If you do your job well as a parent, your children will leave home. And you probably won’t like it. I talked about the so called “Empty Nest Syndrome” to a group of men and some of them cried when they described how much they missed their kids. There are a couple of ways you can make the transition easier for them and easier for you.
The top one is to realise they probably don’t intend it as a rejection of you so don’t act offended. You are allowed to say you’ll be a bit sad – “I’ll really miss you” – but don’t act as if what they are doing is bad.
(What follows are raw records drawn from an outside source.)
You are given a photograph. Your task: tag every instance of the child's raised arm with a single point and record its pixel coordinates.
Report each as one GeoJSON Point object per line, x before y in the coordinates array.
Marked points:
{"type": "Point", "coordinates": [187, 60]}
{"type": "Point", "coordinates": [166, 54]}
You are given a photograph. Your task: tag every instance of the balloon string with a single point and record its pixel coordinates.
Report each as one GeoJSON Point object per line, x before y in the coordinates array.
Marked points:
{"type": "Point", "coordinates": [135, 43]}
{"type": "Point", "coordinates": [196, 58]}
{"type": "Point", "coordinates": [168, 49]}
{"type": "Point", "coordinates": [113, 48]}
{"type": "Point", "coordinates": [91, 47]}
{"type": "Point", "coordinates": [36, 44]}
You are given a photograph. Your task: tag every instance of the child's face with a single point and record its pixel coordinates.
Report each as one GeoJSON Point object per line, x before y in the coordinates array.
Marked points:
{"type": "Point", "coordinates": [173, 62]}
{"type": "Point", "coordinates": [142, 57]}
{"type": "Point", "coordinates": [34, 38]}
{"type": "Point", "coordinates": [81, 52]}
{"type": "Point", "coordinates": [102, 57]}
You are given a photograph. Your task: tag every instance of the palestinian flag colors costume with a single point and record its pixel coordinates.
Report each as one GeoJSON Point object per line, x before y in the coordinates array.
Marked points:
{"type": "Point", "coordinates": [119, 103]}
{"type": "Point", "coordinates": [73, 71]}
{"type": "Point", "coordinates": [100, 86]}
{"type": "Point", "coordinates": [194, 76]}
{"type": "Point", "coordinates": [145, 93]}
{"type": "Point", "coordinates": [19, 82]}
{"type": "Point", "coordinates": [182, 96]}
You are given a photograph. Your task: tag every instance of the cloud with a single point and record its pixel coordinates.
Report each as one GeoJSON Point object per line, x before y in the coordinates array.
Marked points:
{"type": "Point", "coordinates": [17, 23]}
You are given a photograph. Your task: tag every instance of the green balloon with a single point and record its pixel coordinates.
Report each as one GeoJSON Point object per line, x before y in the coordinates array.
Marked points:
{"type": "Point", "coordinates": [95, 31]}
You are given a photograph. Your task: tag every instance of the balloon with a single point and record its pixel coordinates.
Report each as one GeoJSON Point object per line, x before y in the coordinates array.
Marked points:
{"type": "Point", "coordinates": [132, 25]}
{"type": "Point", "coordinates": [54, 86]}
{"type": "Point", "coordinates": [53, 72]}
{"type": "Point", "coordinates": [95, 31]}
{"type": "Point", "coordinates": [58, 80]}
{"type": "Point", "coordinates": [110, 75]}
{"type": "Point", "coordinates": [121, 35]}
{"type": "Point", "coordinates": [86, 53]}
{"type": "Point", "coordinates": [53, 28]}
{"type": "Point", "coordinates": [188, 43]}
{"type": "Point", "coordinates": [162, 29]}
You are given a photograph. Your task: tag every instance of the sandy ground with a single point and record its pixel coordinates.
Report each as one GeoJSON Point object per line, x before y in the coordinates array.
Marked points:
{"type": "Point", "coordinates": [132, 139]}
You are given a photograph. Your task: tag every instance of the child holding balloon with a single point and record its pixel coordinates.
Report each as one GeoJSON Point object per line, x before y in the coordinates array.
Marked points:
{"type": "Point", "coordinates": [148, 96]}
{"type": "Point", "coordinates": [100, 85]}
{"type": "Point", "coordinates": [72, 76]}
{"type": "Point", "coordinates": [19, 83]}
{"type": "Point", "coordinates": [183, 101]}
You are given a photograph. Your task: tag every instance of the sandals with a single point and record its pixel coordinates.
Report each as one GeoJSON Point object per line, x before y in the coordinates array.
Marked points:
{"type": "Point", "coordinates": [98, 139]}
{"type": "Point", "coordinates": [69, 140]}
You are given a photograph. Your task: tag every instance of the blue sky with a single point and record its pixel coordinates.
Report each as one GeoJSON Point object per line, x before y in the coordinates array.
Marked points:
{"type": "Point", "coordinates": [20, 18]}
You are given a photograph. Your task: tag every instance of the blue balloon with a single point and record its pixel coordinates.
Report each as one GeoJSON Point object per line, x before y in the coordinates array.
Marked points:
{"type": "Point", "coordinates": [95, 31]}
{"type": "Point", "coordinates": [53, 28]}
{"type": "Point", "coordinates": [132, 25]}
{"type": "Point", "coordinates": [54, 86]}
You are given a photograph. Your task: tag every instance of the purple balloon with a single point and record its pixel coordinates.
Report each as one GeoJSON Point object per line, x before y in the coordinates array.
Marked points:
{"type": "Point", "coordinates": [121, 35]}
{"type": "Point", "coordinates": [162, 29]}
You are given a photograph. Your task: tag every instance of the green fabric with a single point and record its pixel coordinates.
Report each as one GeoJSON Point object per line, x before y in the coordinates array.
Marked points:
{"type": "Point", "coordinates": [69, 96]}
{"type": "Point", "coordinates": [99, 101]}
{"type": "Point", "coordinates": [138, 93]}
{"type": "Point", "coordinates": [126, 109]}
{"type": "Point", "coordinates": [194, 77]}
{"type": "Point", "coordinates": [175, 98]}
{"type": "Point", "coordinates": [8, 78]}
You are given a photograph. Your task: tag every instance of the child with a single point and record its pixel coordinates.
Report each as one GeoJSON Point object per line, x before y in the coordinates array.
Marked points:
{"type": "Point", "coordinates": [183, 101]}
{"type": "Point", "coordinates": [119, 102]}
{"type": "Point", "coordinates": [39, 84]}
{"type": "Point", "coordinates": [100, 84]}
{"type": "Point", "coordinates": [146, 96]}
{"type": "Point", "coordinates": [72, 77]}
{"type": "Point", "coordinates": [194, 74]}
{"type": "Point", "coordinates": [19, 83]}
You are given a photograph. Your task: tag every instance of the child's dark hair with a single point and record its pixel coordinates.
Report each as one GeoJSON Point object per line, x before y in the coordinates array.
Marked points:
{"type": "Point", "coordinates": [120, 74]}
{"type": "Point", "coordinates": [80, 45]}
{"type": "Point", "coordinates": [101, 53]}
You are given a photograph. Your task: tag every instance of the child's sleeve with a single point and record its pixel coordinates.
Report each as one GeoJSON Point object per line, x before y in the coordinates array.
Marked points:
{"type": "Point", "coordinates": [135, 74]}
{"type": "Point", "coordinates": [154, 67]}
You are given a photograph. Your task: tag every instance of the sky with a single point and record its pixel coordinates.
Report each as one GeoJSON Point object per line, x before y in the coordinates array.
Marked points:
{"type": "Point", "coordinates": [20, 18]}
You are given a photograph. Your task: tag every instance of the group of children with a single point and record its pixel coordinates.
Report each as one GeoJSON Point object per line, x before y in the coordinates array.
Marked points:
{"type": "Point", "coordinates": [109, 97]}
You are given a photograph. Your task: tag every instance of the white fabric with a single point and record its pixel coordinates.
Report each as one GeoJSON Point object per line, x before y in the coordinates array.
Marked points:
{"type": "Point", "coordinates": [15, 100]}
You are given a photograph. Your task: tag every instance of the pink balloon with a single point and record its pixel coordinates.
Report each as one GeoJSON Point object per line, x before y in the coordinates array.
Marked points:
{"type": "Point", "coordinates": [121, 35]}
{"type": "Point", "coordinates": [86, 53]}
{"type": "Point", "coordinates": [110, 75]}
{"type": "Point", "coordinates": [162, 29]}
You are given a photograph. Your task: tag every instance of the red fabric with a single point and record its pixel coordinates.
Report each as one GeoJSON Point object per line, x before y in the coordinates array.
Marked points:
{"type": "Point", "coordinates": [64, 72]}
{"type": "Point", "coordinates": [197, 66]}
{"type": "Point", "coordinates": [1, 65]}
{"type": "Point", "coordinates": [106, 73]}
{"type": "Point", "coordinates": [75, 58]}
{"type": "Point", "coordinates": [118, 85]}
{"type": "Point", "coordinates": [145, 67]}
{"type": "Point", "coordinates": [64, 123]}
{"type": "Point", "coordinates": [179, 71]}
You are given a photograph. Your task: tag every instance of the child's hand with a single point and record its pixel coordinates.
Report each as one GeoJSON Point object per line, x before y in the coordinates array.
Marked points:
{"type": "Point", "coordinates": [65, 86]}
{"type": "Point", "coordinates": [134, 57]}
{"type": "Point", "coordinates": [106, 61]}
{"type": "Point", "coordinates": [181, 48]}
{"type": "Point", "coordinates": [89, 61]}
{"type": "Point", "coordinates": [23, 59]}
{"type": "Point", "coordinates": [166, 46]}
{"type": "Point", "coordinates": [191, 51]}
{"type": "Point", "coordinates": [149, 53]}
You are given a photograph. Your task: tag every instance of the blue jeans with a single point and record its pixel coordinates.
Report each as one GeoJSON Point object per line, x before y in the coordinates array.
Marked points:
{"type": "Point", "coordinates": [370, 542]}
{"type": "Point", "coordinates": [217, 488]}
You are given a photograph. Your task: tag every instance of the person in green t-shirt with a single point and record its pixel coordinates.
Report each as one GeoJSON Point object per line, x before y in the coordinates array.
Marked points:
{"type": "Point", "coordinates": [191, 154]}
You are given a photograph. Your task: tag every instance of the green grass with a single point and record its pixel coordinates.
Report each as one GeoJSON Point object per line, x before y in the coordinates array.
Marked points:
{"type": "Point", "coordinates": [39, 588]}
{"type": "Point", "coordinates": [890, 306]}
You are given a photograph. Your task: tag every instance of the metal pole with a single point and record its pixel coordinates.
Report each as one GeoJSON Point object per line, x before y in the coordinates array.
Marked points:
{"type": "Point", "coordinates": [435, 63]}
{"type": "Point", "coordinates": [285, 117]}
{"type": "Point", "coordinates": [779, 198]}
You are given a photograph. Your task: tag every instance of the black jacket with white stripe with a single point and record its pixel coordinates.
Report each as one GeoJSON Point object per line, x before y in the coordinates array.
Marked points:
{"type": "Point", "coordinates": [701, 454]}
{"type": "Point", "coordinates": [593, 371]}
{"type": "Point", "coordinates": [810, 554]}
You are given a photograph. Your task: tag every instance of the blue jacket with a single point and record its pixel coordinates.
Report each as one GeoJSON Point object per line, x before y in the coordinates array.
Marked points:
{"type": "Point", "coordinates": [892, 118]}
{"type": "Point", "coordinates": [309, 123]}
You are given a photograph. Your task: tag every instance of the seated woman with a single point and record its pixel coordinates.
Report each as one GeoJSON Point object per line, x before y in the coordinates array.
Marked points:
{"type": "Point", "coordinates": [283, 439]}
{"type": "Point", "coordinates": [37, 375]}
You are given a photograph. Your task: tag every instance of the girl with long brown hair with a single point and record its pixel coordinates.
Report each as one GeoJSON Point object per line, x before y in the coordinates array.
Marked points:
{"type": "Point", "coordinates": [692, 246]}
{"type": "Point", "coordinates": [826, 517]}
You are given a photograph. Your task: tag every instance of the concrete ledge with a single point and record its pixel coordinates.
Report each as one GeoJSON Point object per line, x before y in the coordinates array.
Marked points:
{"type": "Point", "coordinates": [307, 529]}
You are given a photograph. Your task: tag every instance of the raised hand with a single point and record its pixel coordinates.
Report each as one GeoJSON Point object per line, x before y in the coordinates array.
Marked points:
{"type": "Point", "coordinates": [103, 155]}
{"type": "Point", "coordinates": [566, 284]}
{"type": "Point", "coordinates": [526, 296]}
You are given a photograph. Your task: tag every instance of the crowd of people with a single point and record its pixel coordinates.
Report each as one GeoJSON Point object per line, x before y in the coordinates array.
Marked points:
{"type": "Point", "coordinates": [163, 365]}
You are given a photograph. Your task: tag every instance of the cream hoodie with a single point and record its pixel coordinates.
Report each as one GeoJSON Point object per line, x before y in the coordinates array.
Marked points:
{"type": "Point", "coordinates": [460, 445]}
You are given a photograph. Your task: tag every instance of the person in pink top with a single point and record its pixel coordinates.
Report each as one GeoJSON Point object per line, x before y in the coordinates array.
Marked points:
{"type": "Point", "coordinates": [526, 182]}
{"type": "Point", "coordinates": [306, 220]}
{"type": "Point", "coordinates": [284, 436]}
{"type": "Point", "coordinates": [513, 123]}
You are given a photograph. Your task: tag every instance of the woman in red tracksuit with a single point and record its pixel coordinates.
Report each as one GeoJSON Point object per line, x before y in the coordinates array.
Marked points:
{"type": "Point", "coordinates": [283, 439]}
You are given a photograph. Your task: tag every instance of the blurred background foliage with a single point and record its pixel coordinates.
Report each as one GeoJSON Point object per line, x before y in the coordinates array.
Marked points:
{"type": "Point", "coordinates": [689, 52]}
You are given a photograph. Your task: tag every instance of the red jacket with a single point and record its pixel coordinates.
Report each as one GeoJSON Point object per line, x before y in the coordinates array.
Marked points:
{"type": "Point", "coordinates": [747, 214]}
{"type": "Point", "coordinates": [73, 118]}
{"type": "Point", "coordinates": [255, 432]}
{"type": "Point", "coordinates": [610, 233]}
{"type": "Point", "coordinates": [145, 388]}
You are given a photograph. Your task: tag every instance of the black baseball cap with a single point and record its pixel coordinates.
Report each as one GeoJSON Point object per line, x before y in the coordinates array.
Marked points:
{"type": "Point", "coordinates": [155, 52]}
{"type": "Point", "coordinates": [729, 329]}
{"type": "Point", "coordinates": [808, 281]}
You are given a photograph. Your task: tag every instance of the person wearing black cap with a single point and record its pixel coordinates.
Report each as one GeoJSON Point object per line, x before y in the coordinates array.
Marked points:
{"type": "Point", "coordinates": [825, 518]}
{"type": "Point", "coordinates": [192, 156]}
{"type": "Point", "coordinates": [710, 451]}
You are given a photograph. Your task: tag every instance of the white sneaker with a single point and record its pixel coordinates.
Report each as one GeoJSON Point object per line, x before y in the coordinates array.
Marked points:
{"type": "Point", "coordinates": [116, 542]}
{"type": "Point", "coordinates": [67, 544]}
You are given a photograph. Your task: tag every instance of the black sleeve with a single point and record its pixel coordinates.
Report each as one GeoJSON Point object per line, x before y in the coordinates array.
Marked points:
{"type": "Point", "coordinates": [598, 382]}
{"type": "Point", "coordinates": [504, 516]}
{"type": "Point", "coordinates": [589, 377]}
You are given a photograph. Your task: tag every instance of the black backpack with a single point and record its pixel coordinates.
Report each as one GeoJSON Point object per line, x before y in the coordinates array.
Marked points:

Leaving home, as long as they are not tragically young or heading off into a terrible relationship, is a positive and necessary stage in growing up.
Realise that some young adults might try and make leaving easier for themselves by being a bit unpleasant and maybe picking arguments – see this as a clumsy way of handling their own uncomfortable emotions around one of the biggest, scariest things they have ever done in their whole life!
Preparing your child is good for your child and it’s also good for you. Make it easier for them to go by increasingly making their life at home resemble the world they will have to survive in. Do they know how to do laundry, budget their money and cook a couple meals?
Try and see the positives – your child is growing up. It’s sad to see kids go but they will come back, sometimes with a degree or new additions to the family or even grandchildren.
Many parents find their relationships with their young adult children actually improve: the kids become more mature, there is less aggravating friction and some parents actually see more of their kids through the intentional interaction of weekly meals together, than they had when they were living at home.